My experiences starting with Windows Phone and later on some Sony Smartphones show me the opposide: OLED Smartphones consume more Power than IPS LCD Smartphones.
It depends of course on the content and brightness what OLED consumes. In my cases i use the same Backgrounds, colors…etc and OLED loose in that consumption game.
The XA2 Ultra consumes much less power than the 10 III in all conditions, also when the screen is off. Regardless of whether the display is on or off, the XA2 Ultra still uses at least twice less power than the 10 III.
I do have an idea for the cause of the high drain. I’ve seen it on my Fairphone2 running SFOS and my Sony Xperia 10iii, I’m curious to see if others see the same.
My FP2 could run about 4 days on a full battery, it was connected to 4G. At about the time my provided switched off 3G it could only run for about a day on a full battery. Since this was a community port i did some extensive troubleshooting with the developer and we couldn’t find anything in SFOS. Changing the mobile network to 2G only gets me back to 4 days on a full battery.
With my X10iii the situation is similar (although i didn’t have it when 3G was still available): When connected to 4G (no active data connection, just idle/standby) it’s 2 or 3 days, when set to 2G only it’s 4 or 5 days.
So the if 4G is available and 3G isn’t that seems to trigger high battery use when connected to 4G. Does anyone else have the same situation?
My idea why this could be the case is because calls on 4G are special and one method to create a call is CSFB which falls back to 3G. So there might be some process in the baseband/modem constantly scanning for 3G while connected to 4G so it can change quickly when a call has to be made, since no network is found it keeps scanning and draining the battery.
The topic here is specifically the standby current drain - when the phone has it’s radios turned off. You want this thread high-battery-drainage-xperia-10-iii
However as an aside, I have not noticed that disabling 4G affects the online power drain.
It would be possible to keep 4 cpu in a conservative mode and 4 in schedutil or any combination. I am not aware if it is better to run at full throttle few CPUs or keep balanced. My gut feeling indicates the second but …

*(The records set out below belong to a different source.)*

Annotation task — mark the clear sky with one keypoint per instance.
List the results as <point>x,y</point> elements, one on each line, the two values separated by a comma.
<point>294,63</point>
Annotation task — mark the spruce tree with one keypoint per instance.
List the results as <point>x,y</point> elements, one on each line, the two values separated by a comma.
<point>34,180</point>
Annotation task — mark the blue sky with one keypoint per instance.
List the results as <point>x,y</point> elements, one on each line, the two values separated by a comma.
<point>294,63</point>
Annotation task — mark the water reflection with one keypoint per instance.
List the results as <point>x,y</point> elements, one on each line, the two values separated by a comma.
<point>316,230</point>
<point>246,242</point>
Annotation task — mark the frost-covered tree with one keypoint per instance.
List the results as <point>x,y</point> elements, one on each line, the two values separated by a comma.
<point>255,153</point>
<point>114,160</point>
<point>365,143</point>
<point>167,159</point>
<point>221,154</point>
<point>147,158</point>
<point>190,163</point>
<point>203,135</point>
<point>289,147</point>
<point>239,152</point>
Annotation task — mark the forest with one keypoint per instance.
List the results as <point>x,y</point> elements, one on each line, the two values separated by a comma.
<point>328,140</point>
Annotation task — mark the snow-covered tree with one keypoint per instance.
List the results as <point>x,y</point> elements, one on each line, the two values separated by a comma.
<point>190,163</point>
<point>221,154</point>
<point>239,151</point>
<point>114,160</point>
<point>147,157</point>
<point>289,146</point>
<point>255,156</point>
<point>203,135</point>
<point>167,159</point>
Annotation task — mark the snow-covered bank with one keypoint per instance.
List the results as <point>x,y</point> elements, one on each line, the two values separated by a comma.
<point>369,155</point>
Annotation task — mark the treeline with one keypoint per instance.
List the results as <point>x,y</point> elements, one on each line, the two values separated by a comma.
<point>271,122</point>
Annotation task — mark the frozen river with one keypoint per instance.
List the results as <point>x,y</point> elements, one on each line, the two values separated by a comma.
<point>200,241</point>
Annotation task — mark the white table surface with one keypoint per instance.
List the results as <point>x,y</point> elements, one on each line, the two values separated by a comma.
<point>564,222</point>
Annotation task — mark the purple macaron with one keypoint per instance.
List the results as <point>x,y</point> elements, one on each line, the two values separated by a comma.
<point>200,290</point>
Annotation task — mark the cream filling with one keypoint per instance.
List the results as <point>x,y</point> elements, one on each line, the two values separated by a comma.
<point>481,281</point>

I am trying this one configuration:
for i in /sys/devices/system/cpu/cpu[0-3]/cpufreq/scaling_governor;
do echo "interactive" >$i; done
for i in /sys/devices/system/cpu/cpu[4-7]/cpufreq/scaling_governor;
do echo "conservative" >$i; done`
mcetool \
--set-power-saving-mode=enabled \
--set-low-power-mode=enabled \
--set-psm-threshold=100 \
--set-forced-psm=disabled \
--set-ps-on-demand=enabled
The 10 III doesn’t have the interactive governor, and its CPU’s big.LITTLE core architecture is 6:2 and not 4:4. Please stop messing up in yet another thread.
Therefore it makes sense to have two different governor policies in the two CPUs sets:
for i in /sys/devices/system/cpu/cpu[0-1]/cpufreq/scaling_governor;
do echo “ondemand” >$i; done
for i in /sys/devices/system/cpu/cpu[2-7]/cpufreq/scaling_governor;
do echo “conservative” >$i; done`
The differences for Xperia 10 III in the code has been highlighted, very little. Anyway, thanks for the suggestion and information. Because now, I can write a script that can works for both.